Angeblich warb der Vorstand um neue Investoren. Er bekam nur Absagen

In informierten Kreisen heißt es, Etihad habe Pichler schon zurückgepfiffen, als dieser die Europastrecken deutlich zurückfahren wollte. Air Berlin betonte zwar Ende der vergangenen Woche, an dem Sanierungsprogramm werde weiter gearbeitet, endgültige Entscheidungen seien noch nicht gefallen. Wer sich am Ende durchsetzt, wird man am Ergebnis ablesen können, das Air Berlin am Dienstag nach der Verwaltungsratssitzung verkünden will. Sollten die Kürzungen eher harmlos ausfallen, wird das vielerorts als weiterer Beleg dafür interpretiert werden, dass in Wirklichkeit nicht der Vorstandschef in Berlin das Sagen hat, sondern Abu Dhabis herrschende Familie al-Nahyan, der auch Etihad gehört.
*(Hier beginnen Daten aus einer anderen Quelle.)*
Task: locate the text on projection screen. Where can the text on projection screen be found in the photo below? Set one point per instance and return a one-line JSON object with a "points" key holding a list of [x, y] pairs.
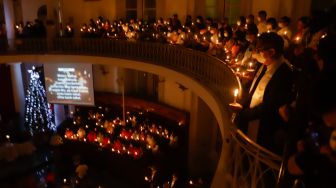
{"points": [[69, 83]]}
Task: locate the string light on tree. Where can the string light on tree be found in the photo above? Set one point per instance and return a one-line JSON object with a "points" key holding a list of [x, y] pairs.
{"points": [[38, 116]]}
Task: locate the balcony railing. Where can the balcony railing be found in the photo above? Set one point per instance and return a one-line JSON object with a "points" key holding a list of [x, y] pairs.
{"points": [[250, 162]]}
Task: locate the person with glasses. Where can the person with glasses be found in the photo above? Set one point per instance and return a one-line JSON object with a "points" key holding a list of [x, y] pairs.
{"points": [[270, 89]]}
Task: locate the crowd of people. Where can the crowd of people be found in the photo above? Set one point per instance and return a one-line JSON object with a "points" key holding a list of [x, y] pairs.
{"points": [[287, 74]]}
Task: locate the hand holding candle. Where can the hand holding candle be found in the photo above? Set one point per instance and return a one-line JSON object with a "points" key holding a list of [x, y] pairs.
{"points": [[235, 95], [236, 107]]}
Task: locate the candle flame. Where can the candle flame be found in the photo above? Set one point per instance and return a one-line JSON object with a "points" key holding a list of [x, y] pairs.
{"points": [[236, 91]]}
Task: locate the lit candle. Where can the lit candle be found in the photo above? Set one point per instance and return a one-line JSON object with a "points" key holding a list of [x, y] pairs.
{"points": [[235, 94]]}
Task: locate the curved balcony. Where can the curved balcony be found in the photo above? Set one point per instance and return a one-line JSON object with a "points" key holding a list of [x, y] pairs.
{"points": [[208, 71]]}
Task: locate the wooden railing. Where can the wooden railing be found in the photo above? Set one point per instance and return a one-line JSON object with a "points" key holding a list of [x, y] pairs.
{"points": [[250, 162]]}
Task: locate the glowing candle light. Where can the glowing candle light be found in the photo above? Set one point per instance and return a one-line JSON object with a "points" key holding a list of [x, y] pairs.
{"points": [[235, 95]]}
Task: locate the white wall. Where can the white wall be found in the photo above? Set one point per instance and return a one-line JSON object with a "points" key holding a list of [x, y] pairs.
{"points": [[170, 93], [81, 11], [29, 9]]}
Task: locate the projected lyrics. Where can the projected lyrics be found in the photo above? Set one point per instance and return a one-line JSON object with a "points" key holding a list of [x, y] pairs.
{"points": [[70, 84]]}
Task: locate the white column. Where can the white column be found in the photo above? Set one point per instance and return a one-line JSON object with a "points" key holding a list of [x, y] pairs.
{"points": [[202, 156], [71, 109], [10, 22], [59, 114], [18, 88]]}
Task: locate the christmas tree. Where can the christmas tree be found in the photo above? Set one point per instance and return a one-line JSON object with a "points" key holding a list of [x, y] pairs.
{"points": [[38, 116]]}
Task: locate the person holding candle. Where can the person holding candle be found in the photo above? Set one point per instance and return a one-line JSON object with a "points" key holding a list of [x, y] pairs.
{"points": [[262, 16], [314, 162], [270, 89], [284, 30]]}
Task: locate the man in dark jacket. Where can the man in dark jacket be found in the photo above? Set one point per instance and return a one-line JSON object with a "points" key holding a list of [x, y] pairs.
{"points": [[270, 89]]}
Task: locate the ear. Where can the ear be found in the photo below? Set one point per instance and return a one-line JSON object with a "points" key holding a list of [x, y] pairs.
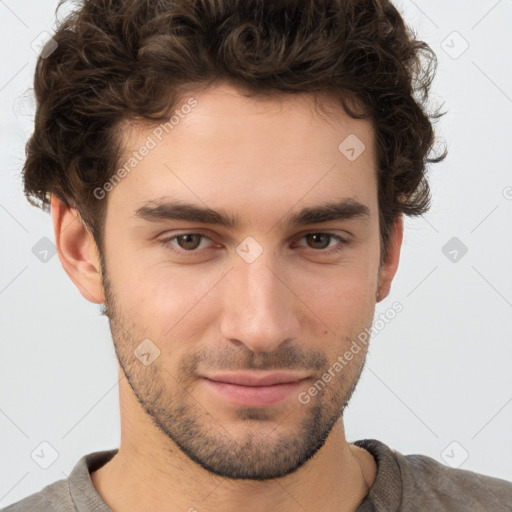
{"points": [[390, 265], [77, 251]]}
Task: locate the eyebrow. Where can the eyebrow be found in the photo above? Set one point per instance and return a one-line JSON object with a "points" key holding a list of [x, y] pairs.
{"points": [[164, 209]]}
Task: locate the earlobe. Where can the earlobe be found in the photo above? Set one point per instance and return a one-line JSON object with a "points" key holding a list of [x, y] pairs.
{"points": [[77, 251], [390, 264]]}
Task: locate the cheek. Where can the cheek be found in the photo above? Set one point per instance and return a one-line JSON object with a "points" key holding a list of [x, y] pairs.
{"points": [[342, 300]]}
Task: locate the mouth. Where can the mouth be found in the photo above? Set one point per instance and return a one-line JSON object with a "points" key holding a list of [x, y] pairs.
{"points": [[253, 389]]}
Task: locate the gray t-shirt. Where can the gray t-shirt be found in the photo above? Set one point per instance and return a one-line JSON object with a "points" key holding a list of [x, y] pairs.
{"points": [[404, 483]]}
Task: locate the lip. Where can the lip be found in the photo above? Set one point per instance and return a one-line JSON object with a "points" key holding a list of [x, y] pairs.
{"points": [[257, 378], [253, 390]]}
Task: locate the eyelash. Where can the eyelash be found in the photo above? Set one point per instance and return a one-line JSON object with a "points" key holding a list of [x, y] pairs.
{"points": [[182, 252]]}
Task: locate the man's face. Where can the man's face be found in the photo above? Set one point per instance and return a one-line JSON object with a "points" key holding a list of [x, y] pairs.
{"points": [[263, 295]]}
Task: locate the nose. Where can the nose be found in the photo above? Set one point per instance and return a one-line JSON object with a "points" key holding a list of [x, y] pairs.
{"points": [[259, 306]]}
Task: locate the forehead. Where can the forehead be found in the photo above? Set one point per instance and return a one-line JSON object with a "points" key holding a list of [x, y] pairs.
{"points": [[223, 146]]}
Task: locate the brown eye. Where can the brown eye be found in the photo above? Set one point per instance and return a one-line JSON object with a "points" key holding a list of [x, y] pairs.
{"points": [[319, 240], [185, 243], [189, 242]]}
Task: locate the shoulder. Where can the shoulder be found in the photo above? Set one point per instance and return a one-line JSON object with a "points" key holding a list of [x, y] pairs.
{"points": [[444, 488], [52, 498]]}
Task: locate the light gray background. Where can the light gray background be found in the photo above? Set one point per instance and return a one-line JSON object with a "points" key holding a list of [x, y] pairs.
{"points": [[439, 372]]}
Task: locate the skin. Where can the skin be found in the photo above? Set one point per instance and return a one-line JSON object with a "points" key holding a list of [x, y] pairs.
{"points": [[183, 447]]}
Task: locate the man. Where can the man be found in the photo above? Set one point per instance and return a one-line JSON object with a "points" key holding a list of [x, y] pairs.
{"points": [[229, 179]]}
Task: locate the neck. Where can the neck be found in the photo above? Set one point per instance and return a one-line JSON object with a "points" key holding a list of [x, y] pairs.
{"points": [[150, 472]]}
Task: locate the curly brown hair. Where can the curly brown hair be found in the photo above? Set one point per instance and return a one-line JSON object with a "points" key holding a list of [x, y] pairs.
{"points": [[117, 60]]}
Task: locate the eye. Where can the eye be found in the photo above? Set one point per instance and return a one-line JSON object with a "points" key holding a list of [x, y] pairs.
{"points": [[320, 242], [187, 242]]}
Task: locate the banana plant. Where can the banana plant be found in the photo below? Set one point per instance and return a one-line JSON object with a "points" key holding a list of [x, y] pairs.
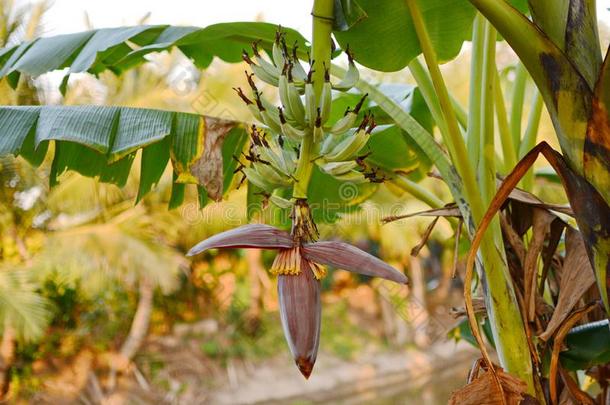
{"points": [[303, 144]]}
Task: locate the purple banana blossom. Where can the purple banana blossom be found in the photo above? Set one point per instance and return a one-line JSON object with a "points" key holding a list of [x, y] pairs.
{"points": [[299, 267]]}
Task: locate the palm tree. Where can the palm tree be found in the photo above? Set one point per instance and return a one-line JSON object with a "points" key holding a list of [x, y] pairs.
{"points": [[115, 245]]}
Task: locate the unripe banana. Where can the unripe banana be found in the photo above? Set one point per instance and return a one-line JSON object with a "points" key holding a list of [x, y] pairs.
{"points": [[263, 75], [329, 143], [348, 120], [283, 92], [280, 202], [349, 146], [296, 104], [352, 176], [291, 132], [272, 175], [310, 104], [338, 168], [318, 132], [277, 161], [259, 181], [251, 106], [351, 76], [268, 67], [298, 71], [326, 99], [277, 50], [272, 120]]}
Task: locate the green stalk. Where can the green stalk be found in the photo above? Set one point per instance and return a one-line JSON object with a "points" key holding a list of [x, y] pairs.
{"points": [[454, 141], [427, 91], [487, 167], [474, 99], [323, 15], [423, 138], [529, 138], [417, 191], [508, 148], [502, 307], [516, 109], [460, 113]]}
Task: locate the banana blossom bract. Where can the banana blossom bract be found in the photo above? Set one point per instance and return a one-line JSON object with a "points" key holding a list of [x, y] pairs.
{"points": [[299, 267]]}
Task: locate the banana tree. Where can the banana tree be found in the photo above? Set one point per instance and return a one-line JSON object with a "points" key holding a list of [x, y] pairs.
{"points": [[303, 147]]}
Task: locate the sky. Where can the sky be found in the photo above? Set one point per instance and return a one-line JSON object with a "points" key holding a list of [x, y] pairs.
{"points": [[65, 16]]}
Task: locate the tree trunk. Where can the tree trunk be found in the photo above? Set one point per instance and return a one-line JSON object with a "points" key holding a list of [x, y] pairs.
{"points": [[137, 332], [419, 309], [255, 308], [7, 359]]}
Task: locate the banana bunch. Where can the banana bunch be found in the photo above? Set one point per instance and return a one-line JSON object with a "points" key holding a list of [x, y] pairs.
{"points": [[275, 144]]}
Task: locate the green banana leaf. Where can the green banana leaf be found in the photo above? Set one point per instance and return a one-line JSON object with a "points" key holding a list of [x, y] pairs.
{"points": [[587, 345], [119, 49], [102, 142]]}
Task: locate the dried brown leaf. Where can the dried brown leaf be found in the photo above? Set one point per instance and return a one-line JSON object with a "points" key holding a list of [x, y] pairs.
{"points": [[447, 211], [548, 252], [247, 236], [424, 239], [350, 258], [482, 390], [208, 169], [573, 391], [300, 312], [558, 342], [530, 199], [541, 224], [456, 247], [576, 278]]}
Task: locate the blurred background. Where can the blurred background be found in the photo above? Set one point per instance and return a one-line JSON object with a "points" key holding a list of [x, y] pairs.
{"points": [[95, 290]]}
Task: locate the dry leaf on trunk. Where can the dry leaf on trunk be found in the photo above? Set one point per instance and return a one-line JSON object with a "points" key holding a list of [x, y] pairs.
{"points": [[541, 224], [483, 391], [576, 278], [208, 169]]}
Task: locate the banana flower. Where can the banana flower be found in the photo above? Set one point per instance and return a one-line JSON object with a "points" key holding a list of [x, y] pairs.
{"points": [[299, 267]]}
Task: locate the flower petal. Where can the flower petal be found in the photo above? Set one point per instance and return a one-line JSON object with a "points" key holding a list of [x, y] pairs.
{"points": [[247, 236], [300, 311], [350, 258]]}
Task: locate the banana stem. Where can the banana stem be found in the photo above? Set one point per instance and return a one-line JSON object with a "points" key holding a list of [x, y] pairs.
{"points": [[323, 15], [455, 141], [503, 310]]}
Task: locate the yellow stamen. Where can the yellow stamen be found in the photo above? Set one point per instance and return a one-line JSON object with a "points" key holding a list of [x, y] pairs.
{"points": [[318, 270], [288, 262]]}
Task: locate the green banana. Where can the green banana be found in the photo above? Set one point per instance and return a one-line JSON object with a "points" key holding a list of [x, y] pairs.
{"points": [[254, 110], [259, 181], [263, 75], [351, 76], [297, 110], [348, 120], [283, 92], [351, 145], [272, 120], [352, 176], [267, 66], [277, 50], [310, 104], [280, 201], [272, 175], [318, 132], [326, 99], [338, 168], [298, 70]]}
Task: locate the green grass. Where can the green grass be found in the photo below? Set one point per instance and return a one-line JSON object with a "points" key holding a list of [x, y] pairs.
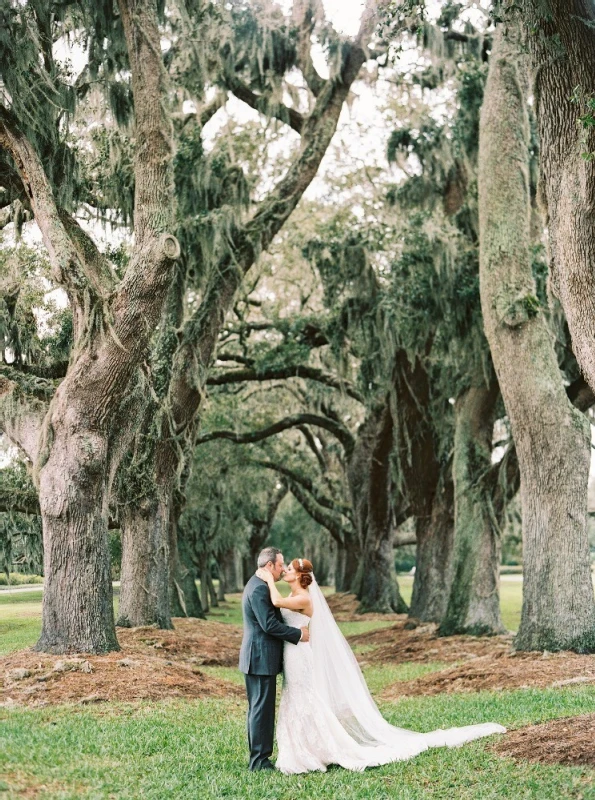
{"points": [[19, 579], [198, 749], [191, 749]]}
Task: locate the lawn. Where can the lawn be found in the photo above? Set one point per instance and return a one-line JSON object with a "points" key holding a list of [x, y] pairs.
{"points": [[197, 749]]}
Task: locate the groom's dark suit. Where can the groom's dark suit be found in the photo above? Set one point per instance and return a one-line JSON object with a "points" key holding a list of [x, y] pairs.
{"points": [[261, 659]]}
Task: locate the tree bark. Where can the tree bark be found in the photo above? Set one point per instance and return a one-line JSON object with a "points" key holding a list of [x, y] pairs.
{"points": [[197, 337], [433, 569], [552, 438], [427, 486], [231, 565], [371, 486], [561, 42], [86, 429], [474, 601], [184, 600], [144, 584]]}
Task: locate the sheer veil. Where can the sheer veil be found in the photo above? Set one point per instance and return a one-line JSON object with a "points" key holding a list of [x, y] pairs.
{"points": [[338, 681]]}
Sollte Pichler aus Rücksicht auf den reichen staatlichen Anteilseigner aus Abu Dhabi weniger kürzen, als er eigentlich müsste, stellt sich aber die dritte Frage umso dringender: Wo kommt die nächste Runde Geld her, mit der die Verluste ausgeglichen und die Restrukturierungskosten bezahlt werden könnten? SZ-Informationen zufolge war Pichler in den vergangenen Wochen auf Investorensuche in Europa - ein neuer Großaktionär könnte drei Probleme auf einmal lösen: die wegen der hohen Schulden chronischen Geldsorgen lindern, die Abhängigkeit von Etihad reduzieren und den Streit über die Kontrolle beseitigen. Doch dem Vernehmen nach hat der Unternehmenschef nur Absagen kassiert. Ein potenzieller Investor knüpfte offenbar eine Zusage daran, dass Etihad für sein Kapital bürge. Der Versuch ist vorerst einmal fehlgeschlagen. Die Hängepartie von Air Berlin geht weiter.